Comuni più tranquilli, regioni preoccupate, province in allarme… Mentre gli attori italiani si agitano attorno al rito del def – il documento di economia e finanza, che traccia gli obiettivi della finanza pubblica per i prossimi tre anni –, dalla lettura del documento, tabella dopo tabella, emerge il volto del protagonista.
Che non vive a Roma, nei centri del potere che dovranno trovare dieci miliardi di risparmi della spesa pubblica nell’edizione Gutgeld della spending review (la quarta, dopo quelle di Enrico Bondi, Mario Canzio e Carlo Cottarelli); né nelle periferie italiane, tra quelle amministrazioni che dovranno spartirsi i nuovi consistenti tagli e i nuovi investimenti, più o meno legati a eventi grandi e piccoli; ma a Francoforte, nella sede della Banca centrale europea.
È al fattore D, inteso come Mario Draghi, che si devono le due voci del def più sicure e rosee: la riduzione della spesa per interessi sul debito pubblico, che da sola vale, e solo per il 2015, 6,4 miliardi; e la ripresa, ancora piccola ma evidente, delle esportazioni, legata alla svalutazione dell’euro.
A questo si aggiunge l’effetto di un piccolo deficit spending, nell’ambito della poca flessibilità concessa dall’Unione europea nei rapporti tra deficit e pil: 6,5 miliardi in tre anni.
Ne viene fuori un piccolo gruzzolo, un tesoretto secondo l’espressione che da qualche anno è in voga quando si parla di finanza pubblica: grazie al quale Renzi può vantarsi di presentare una manovra “senza tasse e senza tagli”. Slogan efficace, ma pericoloso, se genera in chi ascolta una domanda conseguente: ma a che serve, una manovra senza tasse e senza tagli? Che la fate a fare?

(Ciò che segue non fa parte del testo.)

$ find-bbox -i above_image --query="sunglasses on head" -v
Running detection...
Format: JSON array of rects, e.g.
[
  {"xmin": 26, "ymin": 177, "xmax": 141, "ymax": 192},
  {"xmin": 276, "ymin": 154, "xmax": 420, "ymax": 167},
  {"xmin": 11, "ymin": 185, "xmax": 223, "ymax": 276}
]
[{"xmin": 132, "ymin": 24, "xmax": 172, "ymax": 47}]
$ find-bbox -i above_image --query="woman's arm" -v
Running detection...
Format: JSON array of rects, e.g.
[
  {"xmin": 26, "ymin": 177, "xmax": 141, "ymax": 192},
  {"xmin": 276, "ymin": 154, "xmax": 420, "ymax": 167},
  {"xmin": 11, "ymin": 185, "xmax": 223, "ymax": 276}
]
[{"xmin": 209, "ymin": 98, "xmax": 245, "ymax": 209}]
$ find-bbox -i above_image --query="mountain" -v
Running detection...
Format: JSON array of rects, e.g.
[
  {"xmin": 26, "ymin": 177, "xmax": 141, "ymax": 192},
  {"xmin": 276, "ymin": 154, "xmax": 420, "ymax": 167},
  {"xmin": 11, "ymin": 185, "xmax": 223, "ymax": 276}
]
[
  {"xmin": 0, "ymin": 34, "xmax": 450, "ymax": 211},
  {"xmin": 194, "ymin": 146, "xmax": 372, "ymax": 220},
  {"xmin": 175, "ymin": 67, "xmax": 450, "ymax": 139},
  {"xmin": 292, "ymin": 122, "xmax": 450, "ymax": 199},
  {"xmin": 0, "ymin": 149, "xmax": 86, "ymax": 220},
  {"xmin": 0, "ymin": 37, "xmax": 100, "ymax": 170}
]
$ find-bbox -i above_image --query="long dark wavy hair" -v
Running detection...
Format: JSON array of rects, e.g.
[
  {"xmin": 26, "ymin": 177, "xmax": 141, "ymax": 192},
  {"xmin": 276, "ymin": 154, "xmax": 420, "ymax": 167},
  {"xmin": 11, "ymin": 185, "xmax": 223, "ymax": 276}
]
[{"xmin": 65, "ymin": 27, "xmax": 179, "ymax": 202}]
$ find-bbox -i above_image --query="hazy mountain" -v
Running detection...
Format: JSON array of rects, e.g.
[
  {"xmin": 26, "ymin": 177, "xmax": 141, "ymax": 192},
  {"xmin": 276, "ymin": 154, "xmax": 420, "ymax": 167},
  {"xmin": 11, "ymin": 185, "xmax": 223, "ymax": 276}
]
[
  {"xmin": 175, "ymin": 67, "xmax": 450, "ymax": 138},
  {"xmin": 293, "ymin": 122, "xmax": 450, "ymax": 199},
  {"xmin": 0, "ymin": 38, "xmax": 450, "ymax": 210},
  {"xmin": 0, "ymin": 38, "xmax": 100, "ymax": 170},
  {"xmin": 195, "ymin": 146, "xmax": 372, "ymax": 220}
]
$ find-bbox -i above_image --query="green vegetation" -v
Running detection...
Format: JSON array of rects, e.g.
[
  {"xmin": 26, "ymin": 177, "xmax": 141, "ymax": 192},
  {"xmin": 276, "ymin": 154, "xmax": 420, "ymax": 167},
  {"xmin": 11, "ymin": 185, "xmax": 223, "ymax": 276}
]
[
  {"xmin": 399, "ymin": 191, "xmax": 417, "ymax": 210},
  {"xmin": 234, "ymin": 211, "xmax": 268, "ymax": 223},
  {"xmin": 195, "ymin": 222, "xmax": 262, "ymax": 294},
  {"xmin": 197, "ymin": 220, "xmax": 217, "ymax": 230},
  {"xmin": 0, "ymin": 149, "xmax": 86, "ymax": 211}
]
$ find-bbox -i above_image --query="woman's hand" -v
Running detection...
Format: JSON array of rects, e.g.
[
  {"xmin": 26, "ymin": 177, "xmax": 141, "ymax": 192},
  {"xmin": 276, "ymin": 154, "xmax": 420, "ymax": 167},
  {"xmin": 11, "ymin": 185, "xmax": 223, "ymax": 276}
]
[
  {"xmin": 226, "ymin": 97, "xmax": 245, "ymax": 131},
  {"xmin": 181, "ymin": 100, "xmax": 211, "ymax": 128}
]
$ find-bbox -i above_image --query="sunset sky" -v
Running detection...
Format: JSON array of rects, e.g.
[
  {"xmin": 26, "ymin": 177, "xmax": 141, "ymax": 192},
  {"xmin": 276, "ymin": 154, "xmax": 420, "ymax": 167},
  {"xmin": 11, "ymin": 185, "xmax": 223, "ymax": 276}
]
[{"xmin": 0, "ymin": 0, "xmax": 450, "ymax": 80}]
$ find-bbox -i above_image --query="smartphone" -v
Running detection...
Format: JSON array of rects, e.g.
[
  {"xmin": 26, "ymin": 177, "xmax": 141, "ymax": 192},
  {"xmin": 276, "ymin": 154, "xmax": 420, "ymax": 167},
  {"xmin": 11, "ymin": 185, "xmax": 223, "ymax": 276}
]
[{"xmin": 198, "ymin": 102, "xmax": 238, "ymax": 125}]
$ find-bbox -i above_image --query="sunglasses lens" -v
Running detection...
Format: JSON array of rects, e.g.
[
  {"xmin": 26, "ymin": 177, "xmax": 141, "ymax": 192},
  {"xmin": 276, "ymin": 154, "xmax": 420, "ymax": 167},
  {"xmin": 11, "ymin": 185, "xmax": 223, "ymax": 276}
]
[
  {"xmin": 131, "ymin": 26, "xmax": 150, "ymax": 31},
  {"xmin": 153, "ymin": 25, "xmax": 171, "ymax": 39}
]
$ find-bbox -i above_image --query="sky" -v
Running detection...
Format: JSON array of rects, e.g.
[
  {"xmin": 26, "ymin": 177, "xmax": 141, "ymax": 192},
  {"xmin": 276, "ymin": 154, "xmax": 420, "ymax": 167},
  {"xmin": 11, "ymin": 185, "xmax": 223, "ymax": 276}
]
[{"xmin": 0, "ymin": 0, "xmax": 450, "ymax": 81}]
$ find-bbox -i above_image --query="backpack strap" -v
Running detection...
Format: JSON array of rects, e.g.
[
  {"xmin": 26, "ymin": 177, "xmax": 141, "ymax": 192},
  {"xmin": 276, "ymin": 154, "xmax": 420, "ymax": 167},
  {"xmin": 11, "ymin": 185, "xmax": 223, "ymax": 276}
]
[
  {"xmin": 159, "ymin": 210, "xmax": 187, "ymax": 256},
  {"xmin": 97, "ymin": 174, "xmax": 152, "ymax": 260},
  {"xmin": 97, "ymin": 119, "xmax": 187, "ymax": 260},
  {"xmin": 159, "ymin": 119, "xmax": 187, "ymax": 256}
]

In realtà il def non è una manovra, ma una cornice. Dice cosa il governo prevede che succederà, e cosa vuol far succedere. Alle politiche vere e proprie, che daranno i dettagli del quadro, provvederanno poi leggi specifiche, in particolare quella di stabilità.
Per quel che se ne sa ora, la cornice di questo def dice alcune cose. Che la ripresa economica ci sarà, deboluccia (più 0,7 per cento quest’anno, 1,4 nel 2016 e 1,5 nel 2017). Che il rapporto tra deficit e pil scenderà ma non troppo (2,6 per cento quest’anno, 1,8 nel 2016, 0,8 nel 2017). Che il rapporto tra debito pubblico e pil passerà dal picco di quest’anno (132,5) a 127,4 nel 2017. Che le tasse resteranno sul 43 per cento del pil (anzi, con un piccolo aumento della pressione fiscale nel 2016, al 44,1).